Digital is going to be a key enabler in oil and gas to reduce costs, make faster and better decisions, and to increase workforce productivity. A majority of companies, however, are yet to reap the benefits of digital in terms of improved financial performance. Oil and Gas companies must take cognizance of the fact that human resources will no longer be an enabling function. It will be the driver of business success and sustenance in these volatile, uncertain, complex and ambiguous times.
The rise of digitalization in the industry also poses the challenge of cybersecurity. In India, the nature of cybercrime incidents has evolved to become more frequent, sophisticated and complex in nature, making cybersecurity one of the top priorities for Indian organizations today. In an already risk sensitive industry like Oil & Gas, enterprises need a dynamic cybersecurity framework supplemented with the right skills and tools to build a resilient enterprise. KPMG in India’s India CEO Outlook Report 2018 indicates that though future proofing against cyber risks is on their mind, implementation has not been on par with the intent.
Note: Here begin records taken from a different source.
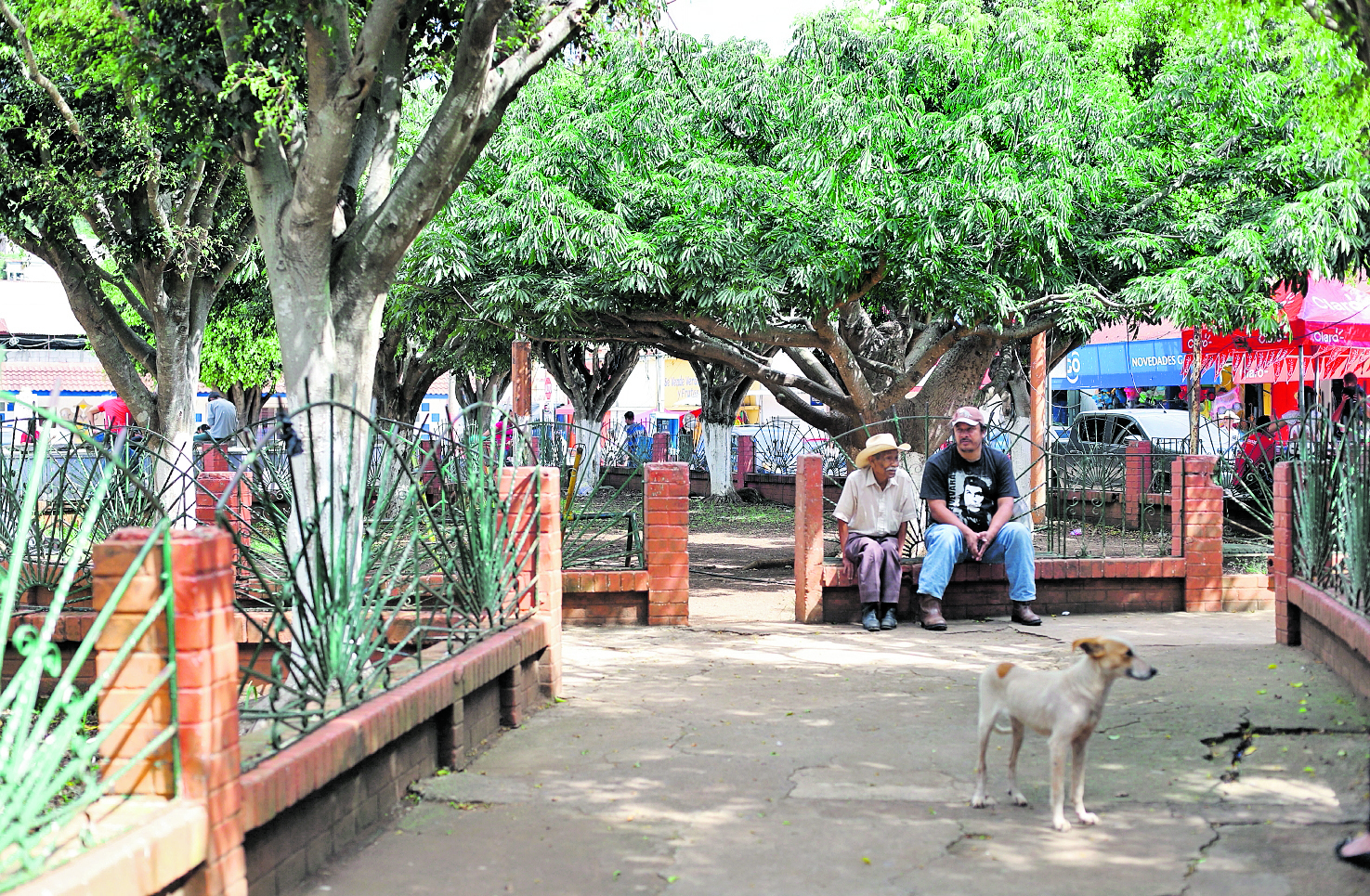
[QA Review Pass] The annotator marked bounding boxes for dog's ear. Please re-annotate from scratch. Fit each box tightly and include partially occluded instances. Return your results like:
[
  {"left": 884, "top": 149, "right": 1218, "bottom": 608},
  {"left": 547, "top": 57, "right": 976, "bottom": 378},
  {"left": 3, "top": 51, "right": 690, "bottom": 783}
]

While 50 percent of CEOs consider cybersecurity specialists most important in supporting their organization's growth plans, only 37 percent of them believe that their companies are well prepared to counter a future cyber attack.
According to data released by the Department of Industrial Policy and Promotion (DIPP), the petroleum and natural gas sector attracted FDI worth USD7 billion between April 2000 and June 2018. Going forward, this growth and investment momentum and increasing emphasis on clean energy is slated to scale employment in the sector, as well, making HR the cog of the oil and gas business wheel. Smart investments to integrate businesses with its constantly evolving ecosystem and aligning technology with people is likely to become more important for this sector. After all, an amalgamation of people and technology is an excellent source of differentiation and value creation for companies across sectors.